On the positive side, his love of food resulted in two successful cookbooks, 1988's "Eat This: It Will Make You Feel Better!" and 1997's "Eat This Too! It'll Also Make You Feel Good."
At his Pacific Palisades home, DeLuise often prepared feasts for family and friends. One lunch began with turkey soup and ended with strawberry shortcake. In between were platters of beef filet, chicken breast and sausage, a bowl of spaghetti and meatballs and a saucer of lettuce.
He strongly resembled the famed chef Paul Prudhomme and joked in a 1987 Associated Press interview that he had posed as Prudhomme while visiting his New Orleans restaurant, K-Paul's Louisiana Kitchen.

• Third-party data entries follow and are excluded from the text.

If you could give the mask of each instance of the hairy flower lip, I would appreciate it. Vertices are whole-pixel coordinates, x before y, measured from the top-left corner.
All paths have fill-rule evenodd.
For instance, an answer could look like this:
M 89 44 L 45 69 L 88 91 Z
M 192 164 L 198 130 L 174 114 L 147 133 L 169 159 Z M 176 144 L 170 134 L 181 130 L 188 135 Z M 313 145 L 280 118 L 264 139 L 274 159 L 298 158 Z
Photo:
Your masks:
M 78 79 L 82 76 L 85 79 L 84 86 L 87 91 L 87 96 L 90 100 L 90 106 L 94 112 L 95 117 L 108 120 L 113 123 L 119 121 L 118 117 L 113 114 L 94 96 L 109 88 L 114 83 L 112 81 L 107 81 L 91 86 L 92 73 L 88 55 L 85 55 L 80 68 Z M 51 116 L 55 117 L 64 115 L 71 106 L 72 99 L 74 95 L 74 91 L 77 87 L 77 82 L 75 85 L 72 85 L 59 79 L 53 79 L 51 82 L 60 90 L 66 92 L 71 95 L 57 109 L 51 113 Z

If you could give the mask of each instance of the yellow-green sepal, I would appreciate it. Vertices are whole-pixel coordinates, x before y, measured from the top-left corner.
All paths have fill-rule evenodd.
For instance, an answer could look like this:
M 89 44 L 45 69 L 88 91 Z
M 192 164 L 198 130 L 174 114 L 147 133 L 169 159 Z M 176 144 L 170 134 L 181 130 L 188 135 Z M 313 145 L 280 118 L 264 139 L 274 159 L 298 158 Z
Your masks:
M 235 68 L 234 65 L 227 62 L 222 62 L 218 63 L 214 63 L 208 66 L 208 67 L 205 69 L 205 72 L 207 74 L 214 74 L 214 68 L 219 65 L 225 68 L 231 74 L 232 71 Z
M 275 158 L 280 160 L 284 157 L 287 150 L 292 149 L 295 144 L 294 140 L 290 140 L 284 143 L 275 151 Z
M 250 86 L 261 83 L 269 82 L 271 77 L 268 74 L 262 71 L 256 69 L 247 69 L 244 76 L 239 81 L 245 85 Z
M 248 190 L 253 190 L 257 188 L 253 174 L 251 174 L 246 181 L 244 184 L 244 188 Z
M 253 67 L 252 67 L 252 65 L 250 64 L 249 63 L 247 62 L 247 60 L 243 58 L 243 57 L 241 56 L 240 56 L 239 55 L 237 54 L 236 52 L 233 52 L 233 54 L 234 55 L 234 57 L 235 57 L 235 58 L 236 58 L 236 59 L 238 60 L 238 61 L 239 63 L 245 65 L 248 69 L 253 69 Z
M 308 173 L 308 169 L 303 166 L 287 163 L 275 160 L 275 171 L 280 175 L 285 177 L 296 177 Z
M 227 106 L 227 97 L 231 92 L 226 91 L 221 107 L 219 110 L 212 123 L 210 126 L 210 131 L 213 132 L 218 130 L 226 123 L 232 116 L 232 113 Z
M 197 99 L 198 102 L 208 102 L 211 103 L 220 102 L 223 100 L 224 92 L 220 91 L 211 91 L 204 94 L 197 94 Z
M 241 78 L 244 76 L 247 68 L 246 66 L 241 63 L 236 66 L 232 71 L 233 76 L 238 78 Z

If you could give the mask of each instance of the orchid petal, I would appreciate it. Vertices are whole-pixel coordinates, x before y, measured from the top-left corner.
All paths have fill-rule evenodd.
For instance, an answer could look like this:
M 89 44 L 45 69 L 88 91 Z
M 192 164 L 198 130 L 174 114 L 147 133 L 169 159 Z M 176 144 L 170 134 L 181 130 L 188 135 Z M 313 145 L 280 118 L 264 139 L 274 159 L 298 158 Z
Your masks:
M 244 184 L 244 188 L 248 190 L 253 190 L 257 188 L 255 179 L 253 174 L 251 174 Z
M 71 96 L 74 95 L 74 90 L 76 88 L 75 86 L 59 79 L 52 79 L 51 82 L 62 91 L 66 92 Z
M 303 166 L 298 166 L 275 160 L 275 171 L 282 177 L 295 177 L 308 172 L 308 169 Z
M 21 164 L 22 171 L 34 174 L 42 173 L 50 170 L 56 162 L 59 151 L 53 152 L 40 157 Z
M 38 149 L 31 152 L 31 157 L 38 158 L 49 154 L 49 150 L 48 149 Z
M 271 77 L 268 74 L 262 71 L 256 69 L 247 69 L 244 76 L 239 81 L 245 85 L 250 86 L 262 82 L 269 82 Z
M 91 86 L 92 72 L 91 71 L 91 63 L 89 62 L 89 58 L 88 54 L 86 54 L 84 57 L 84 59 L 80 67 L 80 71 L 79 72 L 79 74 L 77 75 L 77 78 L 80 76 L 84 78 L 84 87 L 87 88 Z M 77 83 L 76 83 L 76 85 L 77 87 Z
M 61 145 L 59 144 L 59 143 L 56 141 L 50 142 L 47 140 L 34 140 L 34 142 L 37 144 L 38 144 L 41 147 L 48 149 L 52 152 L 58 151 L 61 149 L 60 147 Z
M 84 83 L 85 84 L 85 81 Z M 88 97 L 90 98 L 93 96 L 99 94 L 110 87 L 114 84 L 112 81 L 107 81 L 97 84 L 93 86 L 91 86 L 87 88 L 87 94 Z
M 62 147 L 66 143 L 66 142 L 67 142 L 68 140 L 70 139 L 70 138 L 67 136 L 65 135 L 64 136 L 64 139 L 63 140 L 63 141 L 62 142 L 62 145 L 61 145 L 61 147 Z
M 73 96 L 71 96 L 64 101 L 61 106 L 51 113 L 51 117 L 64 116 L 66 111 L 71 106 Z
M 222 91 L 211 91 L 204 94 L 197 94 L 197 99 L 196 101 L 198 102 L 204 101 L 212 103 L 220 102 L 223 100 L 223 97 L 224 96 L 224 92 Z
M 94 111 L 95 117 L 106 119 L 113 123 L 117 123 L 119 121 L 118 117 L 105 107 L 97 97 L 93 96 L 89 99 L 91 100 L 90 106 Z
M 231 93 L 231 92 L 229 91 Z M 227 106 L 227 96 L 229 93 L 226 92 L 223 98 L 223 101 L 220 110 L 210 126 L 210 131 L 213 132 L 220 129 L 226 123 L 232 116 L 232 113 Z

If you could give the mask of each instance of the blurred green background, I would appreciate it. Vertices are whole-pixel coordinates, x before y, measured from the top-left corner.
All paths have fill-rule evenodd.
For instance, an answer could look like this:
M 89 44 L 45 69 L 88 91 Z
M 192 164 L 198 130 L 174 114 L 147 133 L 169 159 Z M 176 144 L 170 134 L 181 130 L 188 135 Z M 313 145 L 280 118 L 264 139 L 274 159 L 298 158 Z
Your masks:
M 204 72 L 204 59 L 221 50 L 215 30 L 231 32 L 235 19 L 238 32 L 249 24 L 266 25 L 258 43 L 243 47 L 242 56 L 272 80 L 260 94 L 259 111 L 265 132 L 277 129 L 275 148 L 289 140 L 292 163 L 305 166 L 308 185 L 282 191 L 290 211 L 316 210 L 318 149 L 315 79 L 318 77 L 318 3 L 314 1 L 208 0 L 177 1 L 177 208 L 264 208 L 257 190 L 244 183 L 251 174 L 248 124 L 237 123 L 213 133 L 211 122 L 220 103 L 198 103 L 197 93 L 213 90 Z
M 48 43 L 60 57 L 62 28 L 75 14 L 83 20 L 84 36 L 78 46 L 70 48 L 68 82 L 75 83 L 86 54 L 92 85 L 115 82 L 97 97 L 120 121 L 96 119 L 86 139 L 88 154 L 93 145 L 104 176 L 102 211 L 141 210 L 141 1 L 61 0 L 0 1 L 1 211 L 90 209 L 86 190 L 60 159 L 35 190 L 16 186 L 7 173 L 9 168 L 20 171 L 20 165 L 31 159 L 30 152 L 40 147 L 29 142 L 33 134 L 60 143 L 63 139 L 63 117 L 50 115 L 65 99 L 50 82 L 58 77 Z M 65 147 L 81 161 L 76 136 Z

DeLuise was appearing on Broadway in "Here's Love" in the early 1960s when Garry Moore saw him and hired him to play the magician "Dominick the Great" on "The Garry Moore Show." His appearances on the hit comedy-variety program brought offers from Hollywood, and DeLuise first came to the attention of movie goers in "Fail Safe," a drama starring Henry Fonda. He followed with a comedy, "The Glass Bottom Boat," starring Doris Day, and from then on he alternated between films and television.